Fig. 1: Detection of tumorigenic alterations in paired DMG tissue, CSF, and plasma/serum.

a Left: MEC (left y-axis) and Exons 500X (%; right y-axis) of sequencing libraries generated from 30–75 ng DNA input (ID 846CSF). ‘30ng-1’ and ‘30ng-2’ indicate technical replicates of 30 ng inputs. Right: Detection of DMG-associated mutations in genes H3-3A, PPM1D, and PIK3CA from libraries generated at 30, 50, 60, and 75 ng input. b Concordance of DMG-associated mutations detected in paired tumor tissue (T), CSF (C), and plasma (P) or serum (S). ‘X’: variant detected in tumor but not in paired liquid specimen.
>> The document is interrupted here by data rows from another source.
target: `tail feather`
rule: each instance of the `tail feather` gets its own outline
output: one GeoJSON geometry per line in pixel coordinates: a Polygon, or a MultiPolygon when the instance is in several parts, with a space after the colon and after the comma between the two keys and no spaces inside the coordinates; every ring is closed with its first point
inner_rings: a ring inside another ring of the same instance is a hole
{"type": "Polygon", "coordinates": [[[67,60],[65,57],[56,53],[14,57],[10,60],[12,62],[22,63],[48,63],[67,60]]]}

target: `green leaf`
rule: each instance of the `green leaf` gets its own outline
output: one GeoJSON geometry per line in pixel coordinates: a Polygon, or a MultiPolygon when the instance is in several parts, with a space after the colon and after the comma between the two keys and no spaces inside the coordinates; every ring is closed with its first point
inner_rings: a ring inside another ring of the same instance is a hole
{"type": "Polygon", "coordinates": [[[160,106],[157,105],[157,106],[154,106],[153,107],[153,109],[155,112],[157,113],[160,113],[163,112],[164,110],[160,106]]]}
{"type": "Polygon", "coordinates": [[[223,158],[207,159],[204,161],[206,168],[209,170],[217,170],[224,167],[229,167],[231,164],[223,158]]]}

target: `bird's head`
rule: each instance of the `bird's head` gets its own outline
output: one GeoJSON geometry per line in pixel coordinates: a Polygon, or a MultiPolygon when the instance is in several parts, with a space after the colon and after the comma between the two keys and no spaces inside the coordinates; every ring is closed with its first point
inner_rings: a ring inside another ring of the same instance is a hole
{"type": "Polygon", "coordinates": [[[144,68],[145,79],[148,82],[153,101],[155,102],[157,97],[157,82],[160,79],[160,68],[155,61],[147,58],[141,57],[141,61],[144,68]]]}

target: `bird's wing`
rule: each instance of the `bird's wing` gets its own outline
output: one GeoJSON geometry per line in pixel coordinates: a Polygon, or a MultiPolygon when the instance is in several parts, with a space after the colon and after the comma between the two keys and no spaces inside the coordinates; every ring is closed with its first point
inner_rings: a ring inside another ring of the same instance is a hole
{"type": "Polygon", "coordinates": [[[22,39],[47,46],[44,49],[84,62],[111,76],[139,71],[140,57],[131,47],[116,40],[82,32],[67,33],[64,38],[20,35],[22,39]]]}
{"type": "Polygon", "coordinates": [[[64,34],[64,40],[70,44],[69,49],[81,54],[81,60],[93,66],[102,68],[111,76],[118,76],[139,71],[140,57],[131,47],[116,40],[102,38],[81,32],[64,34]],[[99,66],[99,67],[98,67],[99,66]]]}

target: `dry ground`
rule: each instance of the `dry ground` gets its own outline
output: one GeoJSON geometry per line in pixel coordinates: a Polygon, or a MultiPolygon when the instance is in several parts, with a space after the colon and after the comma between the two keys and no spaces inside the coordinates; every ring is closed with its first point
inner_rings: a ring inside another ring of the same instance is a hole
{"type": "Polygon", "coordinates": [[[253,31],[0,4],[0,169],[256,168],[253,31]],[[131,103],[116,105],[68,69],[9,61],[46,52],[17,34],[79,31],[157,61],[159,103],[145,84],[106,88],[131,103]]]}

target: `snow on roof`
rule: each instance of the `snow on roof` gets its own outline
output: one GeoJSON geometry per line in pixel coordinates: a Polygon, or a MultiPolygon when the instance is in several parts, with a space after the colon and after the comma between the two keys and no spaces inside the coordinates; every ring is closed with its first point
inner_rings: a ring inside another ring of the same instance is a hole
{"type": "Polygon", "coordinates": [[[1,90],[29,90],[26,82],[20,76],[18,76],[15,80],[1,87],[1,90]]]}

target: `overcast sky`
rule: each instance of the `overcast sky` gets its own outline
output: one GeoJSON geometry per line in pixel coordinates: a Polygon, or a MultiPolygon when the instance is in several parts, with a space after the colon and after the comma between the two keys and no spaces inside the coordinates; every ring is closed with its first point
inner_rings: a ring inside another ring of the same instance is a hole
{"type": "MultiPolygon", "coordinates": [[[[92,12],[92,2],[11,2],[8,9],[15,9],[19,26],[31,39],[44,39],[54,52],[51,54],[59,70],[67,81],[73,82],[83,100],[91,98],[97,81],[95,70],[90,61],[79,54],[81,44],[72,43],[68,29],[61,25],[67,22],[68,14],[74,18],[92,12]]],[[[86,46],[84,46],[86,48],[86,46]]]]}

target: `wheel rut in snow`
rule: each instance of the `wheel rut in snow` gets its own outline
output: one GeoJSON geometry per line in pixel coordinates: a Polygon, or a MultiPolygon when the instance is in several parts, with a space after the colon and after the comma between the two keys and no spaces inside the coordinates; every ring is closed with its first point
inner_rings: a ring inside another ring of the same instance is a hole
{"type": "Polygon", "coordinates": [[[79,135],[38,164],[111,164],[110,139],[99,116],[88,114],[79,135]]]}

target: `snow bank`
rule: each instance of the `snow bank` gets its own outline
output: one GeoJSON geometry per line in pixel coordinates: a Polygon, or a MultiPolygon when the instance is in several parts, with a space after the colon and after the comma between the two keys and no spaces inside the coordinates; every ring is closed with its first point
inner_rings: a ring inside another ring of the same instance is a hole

VAF variant allele frequency. c Representative overlap between tumor-associated mutations (SNVs, insertion/deletions) identified in paired specimens from two patients (IDs 933 and 1446). d Left: Comparison of H3K27M detection by ctDNA sequencing (black) and ddPCR (grey) in paired specimens (n = 8). Right: Detection of H3-3A K27M (10% VAF) by deep sequencing (ID 933CSF), with zero false positive reads of H3C2 K27M. e CNV plots showing chromosomes (chr) 4 and 12 (ID 1549). KIT and PDGFRA gains were detected in tumor and CSF, while KRAS gain was detected exclusively in CSF. X-axis = chromosome position; y-axis = fold-change (FC) calculated based on pre-established baseline; y = 1.3, CNV reporting threshold. f Detection of KIT (n = 1), PDGFRA (n = 1), KRAS (n = 1) and MDM4 (n = 2) gains in tumor and biofluid pairs. y = 1.3: CNV reporting threshold. g DNA methylation array-derived CNV plots of chr1 from pre-treatment (PT) and postmortem (PM) tumor tissue (ID 760), showing gain of chr1q containing MDM4, as validation of MDM4 gain. Y-axis: log-2 CN ratio. T tumor, C CSF, P plasma, S serum, CN copy number.